Con Dunkirk (2017) Christopher Nolan esplora le possibilità del racconto storico, mescolando per la prima volta eventi reali al suo ormai riconoscibilissimo stilema cronologico. Tre diverse linee temporali rappresentano infatti l’evacuazione di Dunquerque, avvenuta nel 1940 poco prima dell’invasione nazista della Francia.
Terra, mare e cielo sono i tre luoghi in cui Nolan fa interagire il suo cast grandioso – tra cui ricordiamo Tom Hardy, Cillian Murphy e Kenneth Branagh – e una massa oceanica di comparse.
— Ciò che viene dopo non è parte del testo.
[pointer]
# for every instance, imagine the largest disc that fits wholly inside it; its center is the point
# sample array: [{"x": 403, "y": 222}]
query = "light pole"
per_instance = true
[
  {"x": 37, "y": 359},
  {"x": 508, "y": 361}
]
Solennità sembra essere la parola d’ordine di questo film che fa della paura e della solitudine dei soldati il suo nucleo principale.
La Storia e il dramma di Dunkirk
Dunkirk o Dunkerque è la spiaggia della regione dell’Alta Francia, sulla Manica e al confine con il Belgio, su cui si trovarono confinati oltre 400.000 uomini dell’esercito inglese. Costretti alla ritirata e sotto attacco aereo e sottomarino da parte dei tedeschi, gli eserciti alleati mostrarono una grande vulnerabilità proprio all’inizio del conflitto mondiale. L’operazione di salvataggio fu lunga e complessa, oltre che controversa.
Da un lato costituì una straordinaria vittoria morale, dall’altro fu una grave disfatta militare, che consegnò la Francia in mano a Hitler. Nolan sfrutta e amplifica il pathos che questo evento già possiede in sé e lo fa attraverso una coraggiosa scelta di scrittura, il silenzio. I dialoghi sono infatti sparuti e brevi, ed è nella loro assenza che si condensa il dramma della guerra.
Ogni uomo è solo, in lotta per la propria sopravvivenza prima ancora che per quella dei commilitoni. Ogni soldato sogna casa, la Gran Bretagna che si intravede all’orizzonte oltre la Manica. Il senso di abbandono pervade il film molto più dell’eroismo. Il pubblico è di fronte a migliaia di uomini, molti giovanissimi, confusi e terrorizzati da un nemico potente e invisibile. La brutalità e l’insensatezza della guerra emergono senza lasciare respiro, circondando aria, acqua e terra.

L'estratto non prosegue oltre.